O2 demand depends on cardiac workload
- cardiac output - HR x SV - preload - degree of stretch pre-contraction - afterload - resistance heart pumps against
Explain the condition Angina Pectoris
- Ischaemic Heart disease causes Angina
→ imbalance between O2 supply/O2 needs
→ insufficient O2 to meet cardiac demand
→ reduced perfusion rather than inadequate blood O2
What are some different types of angina?
- There are varying types:
- Stable angina (classic, effort)
- chest pain with exertion, stress
- associated with coronary artery disease
- Variant angina (vasospastic, Prinzmetal’s)
- coronary vasospasm at rest
- mediator unknown
- Unstable angina (crescendo, rest)
- angina at rest and with effort
- potential for thrombi formation
- Stable angina (classic, effort)
What are some of the aims of treatment of angina?
- treat to:
- prevent attacks
- relieve symptoms
- prevent progression to heart attack
What are angina drugs designed to do?
- increase O2 supply
- dilate coronary arteries
– under local metabolic control
– may be maximally dilated already
– difficult to dilate atheromatous arteries - reduce heart rate
– heart spends longer in relaxation phase
– coronary arteries have longer to fill
- dilate coronary arteries
- reduce O2 demand
- decrease cardiac output
– reduce heart rate
– reduce stroke volume - reduce preload
– dilate veins, reduce venous return - reduce afterload
– dilate arterioles, decrease resistance
- decrease cardiac output
Which angina drugs affect preload?
Nitrates
Which angina drugs affect afterload?
calcium channel blockers
Which angina drugs affect the myocardium?

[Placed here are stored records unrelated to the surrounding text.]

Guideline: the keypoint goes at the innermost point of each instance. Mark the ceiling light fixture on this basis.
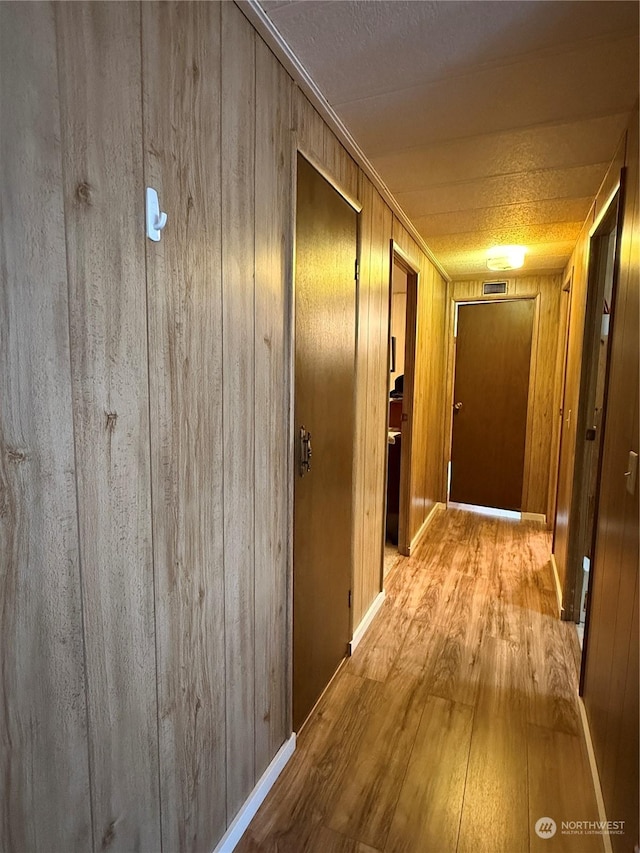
(505, 257)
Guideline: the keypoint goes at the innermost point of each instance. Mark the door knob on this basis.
(305, 451)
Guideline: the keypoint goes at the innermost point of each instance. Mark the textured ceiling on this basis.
(490, 121)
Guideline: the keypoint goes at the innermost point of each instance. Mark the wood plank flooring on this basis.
(455, 725)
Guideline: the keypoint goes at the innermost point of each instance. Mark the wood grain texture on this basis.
(273, 270)
(376, 274)
(554, 761)
(361, 531)
(577, 309)
(611, 670)
(101, 109)
(544, 399)
(492, 383)
(309, 127)
(427, 814)
(325, 335)
(43, 723)
(181, 74)
(386, 763)
(238, 358)
(427, 462)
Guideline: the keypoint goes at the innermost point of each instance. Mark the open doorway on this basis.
(402, 343)
(599, 321)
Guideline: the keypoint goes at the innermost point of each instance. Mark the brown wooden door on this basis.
(325, 306)
(493, 355)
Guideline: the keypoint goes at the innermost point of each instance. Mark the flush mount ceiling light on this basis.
(505, 257)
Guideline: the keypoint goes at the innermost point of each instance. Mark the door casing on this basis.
(454, 303)
(292, 438)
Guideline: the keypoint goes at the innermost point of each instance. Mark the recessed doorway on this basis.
(493, 342)
(402, 348)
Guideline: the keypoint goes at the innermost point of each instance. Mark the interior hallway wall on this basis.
(145, 465)
(542, 422)
(611, 662)
(427, 485)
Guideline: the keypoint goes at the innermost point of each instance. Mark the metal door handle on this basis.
(305, 451)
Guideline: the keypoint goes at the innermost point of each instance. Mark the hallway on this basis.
(455, 725)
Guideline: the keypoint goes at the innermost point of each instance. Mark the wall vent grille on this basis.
(491, 287)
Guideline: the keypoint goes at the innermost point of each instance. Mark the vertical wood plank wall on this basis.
(101, 111)
(611, 661)
(43, 722)
(144, 426)
(543, 394)
(181, 74)
(578, 268)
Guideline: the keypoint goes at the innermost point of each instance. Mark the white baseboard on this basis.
(362, 628)
(556, 578)
(423, 529)
(255, 799)
(533, 516)
(602, 813)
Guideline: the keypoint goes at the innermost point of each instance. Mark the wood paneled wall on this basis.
(542, 423)
(145, 460)
(577, 271)
(427, 471)
(611, 660)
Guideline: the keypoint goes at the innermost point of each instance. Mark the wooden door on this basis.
(325, 305)
(493, 355)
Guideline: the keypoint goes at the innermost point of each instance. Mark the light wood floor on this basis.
(455, 724)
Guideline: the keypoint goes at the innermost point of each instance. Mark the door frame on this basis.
(290, 381)
(610, 214)
(454, 303)
(399, 256)
(560, 394)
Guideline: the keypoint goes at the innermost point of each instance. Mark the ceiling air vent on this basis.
(491, 287)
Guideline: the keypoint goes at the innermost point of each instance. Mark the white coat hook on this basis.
(156, 218)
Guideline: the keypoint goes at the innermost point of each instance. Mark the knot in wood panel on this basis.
(109, 835)
(84, 192)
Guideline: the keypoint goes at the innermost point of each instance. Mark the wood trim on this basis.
(367, 619)
(411, 340)
(595, 776)
(290, 393)
(557, 584)
(417, 539)
(577, 516)
(529, 433)
(330, 178)
(454, 302)
(605, 209)
(265, 27)
(255, 799)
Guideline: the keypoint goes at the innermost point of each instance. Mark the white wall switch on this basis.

- calcium channel blockers
- beta adrenoceptor blockers
- ivabradine
Explain the mechanism of nitrates.
drug undergoes biotransformation ↓ releases NO ↓ stimulates guanylate cyclase in vascular smooth muscle ↓ GTP converted to cGMP ↓ ↓ myosin LC-PO4 → myosin LC ↓ vascular relaxation
What is the site of action of nitrates?
relaxation of all vessels
- veins –> decrease preload (major)
- large arteries –> decrease afterload
- coronary arteries –> no increase in flow with fixed stenosis & no diversion of flow from ischemic area
What are some short acting nitrates?
Short acting
- glyceryl trinitrate (GTN)
- 1st pass metabolism
- inactive metabolite so not given orally
- sublingual for acute attack, anticipation of effort
- transdermal for prophylaxis
- i.v. for emergency
- care needed with storage – adsorbed by plastic, unstable
What are some longer acting nitrates?
Longer acting
- isosorbide dinitrate
- 1st pass metabolism
- isosorbide-5-mononitrate = active metabolite
- oral for anticipation of effort or prophylaxis
What are some adverse effects of nitrates?
- effects on other smooth muscle
– brief relaxation of gut, airways
– not clinically significant - postural hypotension - venous pooling
- headache, flushing - cerebral, head, neck arterial dilatation
- reflex tachycardia – usually used in combination with βblockers or cardiac-selective calcium channel blocker to minimise this
What are some drug interactions of nitrates?
- potential problems if cGMP increases too much, ie/ GTN can interact with Viagra
- -> Viagra is a phosphodiesterase inhibitor which stops the breakdown of cGMP. With GTN, there is a massive increase of cGMP which could massively increase vasodilation and lower BP massively. This would increase hypoxia to already infarcted heart.